10 Jakob was inmiddels uit Berseba vertrokken en reisde naar Haran. 11 Toen hij op een avond stopte om zijn kamp op te slaan, vond hij een steen die hij als hoofdkussen gebruikte en viel in slaap. 12 Hij droomde en zag een ladder die vanuit de hemel naar de aarde liep. Engelen van God klommen op en neer langs de ladder. 13 Bovenaan de ladder stond de Here. ‘Ik ben de Here,’ zei Hij, ‘de God van Abraham en van uw vader Isaak. De grond waarop u ligt, is van u! Ik zal hem u en uw nakomelingen geven. 14 Want uw nageslacht zal talrijk zijn als het stof. Zij zullen het land bewonen van oost naar west en van zuid naar noord. Alle volken op aarde zullen via u en uw nageslacht worden gezegend. 15 Ja, Ik zal bij u blijven en u beschermen, waar u ook gaat of staat. Ik zal u veilig terugbrengen naar dit land en voortdurend aan uw zijde blijven, net zolang tot Ik u alles heb gegeven wat Ik u heb beloofd.’

16 Toen werd Jakob wakker. ‘Dit is beslist de plaats waar de Here woont,’ riep hij vol eerbied. 17 ‘Dit is een ontzagwekkende plaats, dit moet wel de poort van de hemel zijn!’ 18 De volgende morgen stond hij vroeg op en zette zijn stenen hoofdkussen rechtop als een gedenksteen en goot er olie overheen. 19 Hij noemde die plaats Betel (Huis van God), hoewel het voorheen Luz heette.

Read full chapter

Jacob’s Dream at Bethel

10 Jacob left Beersheba(A) and set out for Harran.(B) 11 When he reached a certain place,(C) he stopped for the night because the sun had set. Taking one of the stones there, he put it under his head(D) and lay down to sleep. 12 He had a dream(E) in which he saw a stairway resting on the earth, with its top reaching to heaven, and the angels of God were ascending and descending on it.(F) 13 There above it[a] stood the Lord,(G) and he said: “I am the Lord, the God of your father Abraham and the God of Isaac.(H) I will give you and your descendants the land(I) on which you are lying.(J) 14 Your descendants will be like the dust of the earth, and you(K) will spread out to the west and to the east, to the north and to the south.(L) All peoples on earth will be blessed through you and your offspring.[b](M) 15 I am with you(N) and will watch over you(O) wherever you go,(P) and I will bring you back to this land.(Q) I will not leave you(R) until I have done what I have promised you.(S)(T)

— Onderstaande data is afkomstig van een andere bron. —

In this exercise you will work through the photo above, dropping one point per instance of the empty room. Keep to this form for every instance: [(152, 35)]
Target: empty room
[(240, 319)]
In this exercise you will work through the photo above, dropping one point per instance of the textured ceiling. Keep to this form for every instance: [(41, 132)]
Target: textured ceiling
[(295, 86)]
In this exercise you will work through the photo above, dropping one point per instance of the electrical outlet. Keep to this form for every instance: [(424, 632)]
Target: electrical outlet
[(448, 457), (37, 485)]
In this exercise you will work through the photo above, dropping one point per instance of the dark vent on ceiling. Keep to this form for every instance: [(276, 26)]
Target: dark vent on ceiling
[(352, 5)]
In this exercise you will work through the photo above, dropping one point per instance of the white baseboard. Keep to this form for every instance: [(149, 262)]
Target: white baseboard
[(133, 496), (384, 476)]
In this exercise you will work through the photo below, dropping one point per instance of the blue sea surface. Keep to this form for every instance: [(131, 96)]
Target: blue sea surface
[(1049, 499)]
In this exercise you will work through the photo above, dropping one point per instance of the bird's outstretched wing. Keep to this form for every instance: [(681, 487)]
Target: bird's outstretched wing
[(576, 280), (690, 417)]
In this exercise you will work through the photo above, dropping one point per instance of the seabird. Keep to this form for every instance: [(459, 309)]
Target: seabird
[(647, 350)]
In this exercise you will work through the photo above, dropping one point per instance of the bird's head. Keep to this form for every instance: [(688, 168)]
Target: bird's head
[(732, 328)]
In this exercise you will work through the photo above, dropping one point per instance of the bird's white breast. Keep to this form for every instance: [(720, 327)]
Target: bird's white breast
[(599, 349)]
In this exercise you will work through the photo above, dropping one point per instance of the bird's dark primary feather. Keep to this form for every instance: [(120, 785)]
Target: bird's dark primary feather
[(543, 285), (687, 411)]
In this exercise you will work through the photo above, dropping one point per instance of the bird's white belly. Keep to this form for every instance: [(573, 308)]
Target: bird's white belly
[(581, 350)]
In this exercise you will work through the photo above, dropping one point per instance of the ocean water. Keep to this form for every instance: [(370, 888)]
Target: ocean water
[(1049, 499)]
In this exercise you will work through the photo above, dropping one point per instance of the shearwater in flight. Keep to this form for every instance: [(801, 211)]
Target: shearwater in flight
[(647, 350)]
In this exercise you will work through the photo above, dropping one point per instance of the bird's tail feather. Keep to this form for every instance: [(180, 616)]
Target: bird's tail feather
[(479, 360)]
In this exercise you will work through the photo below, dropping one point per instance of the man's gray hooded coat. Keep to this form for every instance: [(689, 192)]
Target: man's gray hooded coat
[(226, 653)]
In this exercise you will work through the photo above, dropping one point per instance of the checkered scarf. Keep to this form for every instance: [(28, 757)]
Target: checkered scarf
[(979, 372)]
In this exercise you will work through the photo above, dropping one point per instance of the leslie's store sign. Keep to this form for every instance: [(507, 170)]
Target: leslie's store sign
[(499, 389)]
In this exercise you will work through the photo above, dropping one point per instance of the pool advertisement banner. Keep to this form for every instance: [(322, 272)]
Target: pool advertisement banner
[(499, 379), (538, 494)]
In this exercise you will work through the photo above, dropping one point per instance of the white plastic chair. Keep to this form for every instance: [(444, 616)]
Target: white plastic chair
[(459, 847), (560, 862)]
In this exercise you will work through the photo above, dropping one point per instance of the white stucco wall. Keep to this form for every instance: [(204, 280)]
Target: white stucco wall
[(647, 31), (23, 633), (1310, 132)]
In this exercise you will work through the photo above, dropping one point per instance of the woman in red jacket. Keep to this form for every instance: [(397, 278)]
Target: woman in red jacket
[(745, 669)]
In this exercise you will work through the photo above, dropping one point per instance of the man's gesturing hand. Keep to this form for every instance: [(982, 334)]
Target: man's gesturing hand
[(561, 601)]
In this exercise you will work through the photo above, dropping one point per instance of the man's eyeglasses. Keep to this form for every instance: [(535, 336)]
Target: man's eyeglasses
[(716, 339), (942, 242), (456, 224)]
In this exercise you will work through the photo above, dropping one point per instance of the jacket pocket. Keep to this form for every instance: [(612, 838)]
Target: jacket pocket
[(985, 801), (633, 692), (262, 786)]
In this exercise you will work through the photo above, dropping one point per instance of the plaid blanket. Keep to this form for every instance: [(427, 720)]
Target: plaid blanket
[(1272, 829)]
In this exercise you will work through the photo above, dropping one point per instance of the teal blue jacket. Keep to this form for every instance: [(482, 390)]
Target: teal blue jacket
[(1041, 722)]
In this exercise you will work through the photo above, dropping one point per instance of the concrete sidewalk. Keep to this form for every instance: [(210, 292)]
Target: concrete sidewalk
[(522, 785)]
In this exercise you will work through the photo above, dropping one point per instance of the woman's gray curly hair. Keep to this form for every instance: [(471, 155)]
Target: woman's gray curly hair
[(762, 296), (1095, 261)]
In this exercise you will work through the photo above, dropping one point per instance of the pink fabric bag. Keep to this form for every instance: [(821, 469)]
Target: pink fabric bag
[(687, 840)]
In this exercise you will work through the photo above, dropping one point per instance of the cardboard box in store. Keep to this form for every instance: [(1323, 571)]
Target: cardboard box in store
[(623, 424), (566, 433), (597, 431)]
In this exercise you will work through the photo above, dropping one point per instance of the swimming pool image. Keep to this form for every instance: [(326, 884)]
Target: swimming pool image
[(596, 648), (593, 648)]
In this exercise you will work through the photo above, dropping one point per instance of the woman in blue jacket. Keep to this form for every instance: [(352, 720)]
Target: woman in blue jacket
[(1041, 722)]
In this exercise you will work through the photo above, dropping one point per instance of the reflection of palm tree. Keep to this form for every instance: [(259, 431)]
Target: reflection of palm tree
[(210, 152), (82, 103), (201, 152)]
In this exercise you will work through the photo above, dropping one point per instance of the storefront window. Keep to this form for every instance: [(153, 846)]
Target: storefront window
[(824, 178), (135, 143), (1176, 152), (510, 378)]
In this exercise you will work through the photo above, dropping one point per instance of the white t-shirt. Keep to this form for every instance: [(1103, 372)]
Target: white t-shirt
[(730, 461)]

16 When Jacob awoke from his sleep,(U) he thought, “Surely the Lord is in this place, and I was not aware of it.” 17 He was afraid and said, “How awesome is this place!(V) This is none other than the house of God;(W) this is the gate of heaven.”

18 Early the next morning Jacob took the stone he had placed under his head(X) and set it up as a pillar(Y) and poured oil on top of it.(Z) 19 He called that place Bethel,[c](AA) though the city used to be called Luz.(AB)

Read full chapter

Footnotes

  1. Genesis 28:13 Or There beside him
  2. Genesis 28:14 Or will use your name and the name of your offspring in blessings (see 48:20)
  3. Genesis 28:19 Bethel means house of God.